The problem is that if you have a highly skewed distribution, such as exponential frequencies, it usually stores too few entries in the MCV list.

For example:

create table foo as select floor(-log(random())/log(2))::int  as who from generate_series(1,10000000);

This will usually store 0 to 5 as MCV with the default stat target[1].  Then value 6 is not stored, and its ~75k repetitions get averaged over the remaining distinct values.  This leads to horrible misplanning for rare values.  For example, who=17 has 37 entries, but is estimated to have 20,000.  The correct join for 37 values is often not the correct one for 20,000.

If we stored just a few more values, their inclusion in the MCV would mean they are depleted from the residual count, correctly lowering the estimate we would get for very rare values not included in the sample.

So instead of having the threshold of 1.25x the average frequency over all values, I think we should use 1.25x the average frequency of only those values not already included in the MCV, as in the attached.
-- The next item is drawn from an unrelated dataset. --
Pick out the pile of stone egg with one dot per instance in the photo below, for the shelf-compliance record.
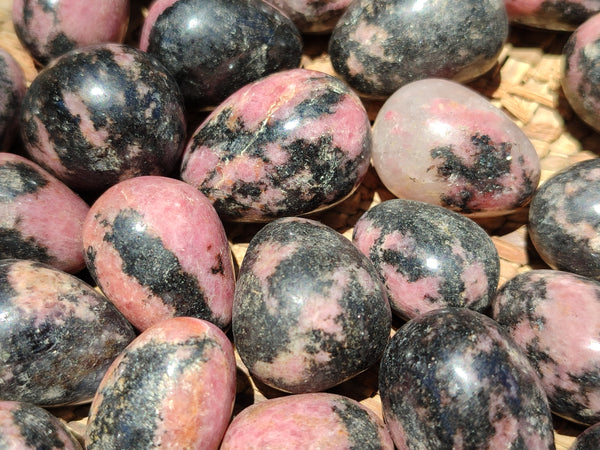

As it is, you can partially overcome the too short MCV list by cranking up the default statistics target, but this is a weak effect and comes at a high cost of CPU time.  In some of the real distributions I've looked at, cranking up default statistics target is almost entirely ineffective.

I think that perhaps maxmincount should also use the dynamic values_cnt_remaining rather than the static one.  After all, things included in the MCV don' get represented in the histogram.  When I've seen planning problems due to skewed distributions I also usually see redundant values in the histogram boundary list which I think should be in the MCV list instead. But I have not changed that here, pending discussion.

[1] Occasionally it will store a much longer MCV list, because no values was sampled exactly once, which triggers a different code path in which all seen values are put in the MCV and the histogram is NULL.  This is not reliable, as whether the least-sample value is present in the sample once or twice is pretty brittle.